Противовесом импотенции и старческому вуайеризму изжитой культуры ("старое" насилие) может служить лишь одно — насилие "новое". Сегодняшний герой не играет в прятки с реальностью и не взрывает в мечтах буржуазный мир. Он запросто переходит от виртуального насилия к практическому и почти не замечает границы. "Новое насилие" парадоксальным образом лишено элемента жестокости — так же как «новая эротика» совсем не эротична. Она снова становится таковой лишь благодаря визуальному насилию, которое и замыкает порочный круг.
Ханеке отказывается вместе с другими идти по этому кругу. Его бесит, что при всех новациях суть и характер контекста в современном "кино преступлений" почти не изменились по сравнению с литературой прошлого века — с пронизывающим ее рационализмом и поиском разумных ответов. Если же говорить о маргинальной "школе Тарантино", то здесь насилие и половая агрессия окончательно формализуются, переходя в жанровую плоскость и превращаясь в абстрактную игру кровавых марионеток.
Насилие в фильмах австрийского режиссера интригует и парализует загадочностью, ускользающей от оценок иррациональной природой — при внешней сухости и социальной конкретности изложения "истории". Ужас многократно усугубляется тем, что ханекевские "триллеры" статичны, безжанровы и бессюжетны; их герои убивают просто так, даже не получая от этого процесса удовольствия.
Еще один из "триллеров" Ханеке появился на фестивальных экранах в 1994-м году, замкнув трилогию, начатую "Седьмым континентом". Фильм называется "71 фрагмент хронологии случайности" и действительно состоит из 71 кадра разной длительности — от нескольких секунд до нескольких минут.
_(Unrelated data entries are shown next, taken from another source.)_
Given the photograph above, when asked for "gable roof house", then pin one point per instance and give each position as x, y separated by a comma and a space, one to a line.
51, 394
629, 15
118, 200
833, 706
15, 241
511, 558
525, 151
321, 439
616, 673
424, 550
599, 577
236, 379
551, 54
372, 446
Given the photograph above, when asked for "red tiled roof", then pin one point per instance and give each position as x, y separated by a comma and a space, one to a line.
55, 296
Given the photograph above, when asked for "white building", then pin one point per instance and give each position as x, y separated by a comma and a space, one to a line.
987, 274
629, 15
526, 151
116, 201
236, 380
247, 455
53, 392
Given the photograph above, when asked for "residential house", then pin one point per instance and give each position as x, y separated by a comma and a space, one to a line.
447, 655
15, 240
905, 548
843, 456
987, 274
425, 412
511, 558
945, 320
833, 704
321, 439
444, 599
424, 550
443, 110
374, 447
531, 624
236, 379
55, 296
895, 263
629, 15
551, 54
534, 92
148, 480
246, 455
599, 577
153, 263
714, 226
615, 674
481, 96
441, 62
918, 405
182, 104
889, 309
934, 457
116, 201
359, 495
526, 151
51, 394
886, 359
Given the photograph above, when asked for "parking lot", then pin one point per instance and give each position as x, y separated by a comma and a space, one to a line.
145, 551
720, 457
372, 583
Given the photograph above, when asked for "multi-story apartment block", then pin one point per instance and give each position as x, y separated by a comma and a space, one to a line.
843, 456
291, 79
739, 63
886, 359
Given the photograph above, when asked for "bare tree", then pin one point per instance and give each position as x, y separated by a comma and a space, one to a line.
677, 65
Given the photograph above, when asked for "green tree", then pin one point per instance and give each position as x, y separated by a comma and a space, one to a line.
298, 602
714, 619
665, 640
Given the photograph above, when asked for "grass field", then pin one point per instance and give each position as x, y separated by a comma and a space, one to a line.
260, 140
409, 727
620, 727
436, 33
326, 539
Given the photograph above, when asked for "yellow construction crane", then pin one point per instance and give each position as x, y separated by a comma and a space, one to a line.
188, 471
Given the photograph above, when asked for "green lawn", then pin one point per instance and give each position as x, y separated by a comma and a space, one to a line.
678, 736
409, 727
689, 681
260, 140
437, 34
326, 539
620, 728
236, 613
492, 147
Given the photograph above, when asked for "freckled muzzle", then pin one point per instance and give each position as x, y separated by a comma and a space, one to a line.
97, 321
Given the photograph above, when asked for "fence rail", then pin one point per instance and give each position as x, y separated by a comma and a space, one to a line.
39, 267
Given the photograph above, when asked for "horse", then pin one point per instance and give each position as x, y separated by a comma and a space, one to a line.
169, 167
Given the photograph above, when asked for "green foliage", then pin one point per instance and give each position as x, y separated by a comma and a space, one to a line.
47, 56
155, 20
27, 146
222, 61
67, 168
При переходе от кадра к кадру экран гаснет, и на мгновение воцаряется мрак.
Один из последних в этой дискретной череде кадров фиксирует убийство, реконструированное по венской уголовной хронике. На Рождество 1993 года 19-летний студент расстрелял в банке нескольких незнакомых людей, не преследуя при этом никаких вразумительных целей. Предшествующие кадры знакомят зрителей с теми, чьи жизни сойдутся в роковой точке в момент катастрофы. Среди них работница банка, ненавидящая своего престарелого отца и наказывающая его одиночеством; тупо влачащая совместную жизнь супружеская пара; сам студент, спасающийся от депрессии нескончаемой игрой в пинг-понг с автоматом. Картину дегуманизированного общества дополняют сюжеты телехроники: этнические чистки в Боснии, скандал с Майклом Джексоном и прочее, занимавшее умы человечества в 93-м.
В орбиту ТВ попадает и один из героев фильма — 13-летний румынский мальчик-беженец, роющийся в помойках. На вопрос полицейских, почему он бежал именно в Вену, звучит ответ: слышал, что здесь люди добрые и любят детей ("Кто это такое сказал?" — искренне недоумевает телерепортер). Передачу меж тем смотрит бездетная женщина и решает усыновить мальчика. Вместе они подъедут к банку как раз в тот момент, когда студент уже нащупывает в кармане револьвер...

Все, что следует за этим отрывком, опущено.